Louisiana-Pacific Corporation (“LP”) (NYSE:LPX) today announced the expiration of its previously announced tender offer for its 13% Senior Secured Notes due 2017 (the “Notes”).
On May 21, 2012, LP purchased approximately $233.8 million in principal amount at maturity of Notes, consisting of all Notes that were validly tendered and not validly withdrawn at or before 5:00 p.m., New York City time, on May 18, 2012 (the “Consent Deadline”). Today, LP accepted for purchase approximately $2.5 million in principal amount at maturity of the Notes, consisting of all Notes that were validly tendered and not validly withdrawn after the Consent Deadline and prior to 12:00 midnight, New York City time, on June 4, 2012 (the “Expiration Time”).
After giving effect to all purchases of Notes pursuant to the tender offer, approximately $7.5 million in principal amount at maturity of Notes remain outstanding. As previously announced, LP has elected to redeem all Notes that remain outstanding on June 20, 2012.

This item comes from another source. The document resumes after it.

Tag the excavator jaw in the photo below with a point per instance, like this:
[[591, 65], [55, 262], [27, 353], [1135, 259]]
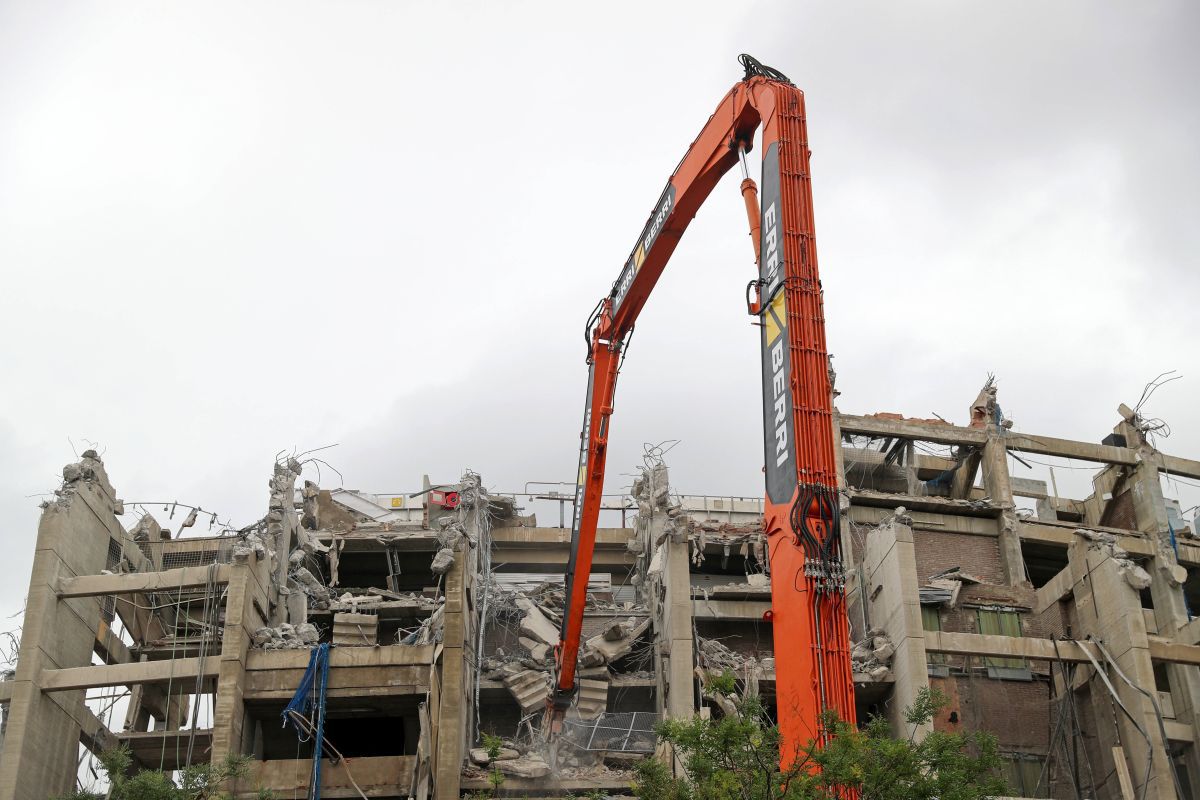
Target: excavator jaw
[[557, 705]]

This press release contains statements concerning LP that are forward-looking statements within the meaning of the Private Securities Litigation Reform Act of 1995. The following statements are or may constitute forward-looking statements: (1) statements preceded by, followed by or that include words like “may,” “will,” “could,” “should,” “believe,” “expect,” “anticipate,” “intend,” “plan,” “estimate,” “potential,” “continue” or “future” or the negative or other variations thereof and (2) other statements regarding matters that are not historical facts. The matters addressed in these statements are subject to a number of risks, uncertainties and assumptions that may cause actual results to differ materially from those projected, including, but not limited to, changes in general economic conditions; changes in the cost and availability of capital; changes in the level of home construction activity; changes in competitive conditions and prices for our products; changes in the relationship between supply of and demand for building products; changes in the relationship between supply of and demand for raw materials, including wood fiber and resins, used in manufacturing our products; changes in the cost of and availability of energy, primarily natural gas, electricity and diesel fuel; changes in other significant operating expenses; changes in exchange rates between the U.S. dollar and other currencies, particularly the Canadian dollar, Australian dollar, EURO, Brazilian real and the Chilean peso; changes in general and industry-specific environmental laws and regulations; changes in tax laws, and interpretations thereof; changes in circumstances giving rise to environmental liabilities or expenditures; the resolution of existing and future product-related litigation and other legal proceedings; and acts of public authorities, war, civil unrest, natural disasters, fire, floods, earthquakes, inclement weather and other matters beyond our control. These and other factors that could cause or contribute to actual results differing materially from those contemplated by such forward-looking statements are discussed in greater detail in LP’s Securities and Exchange Commission filings.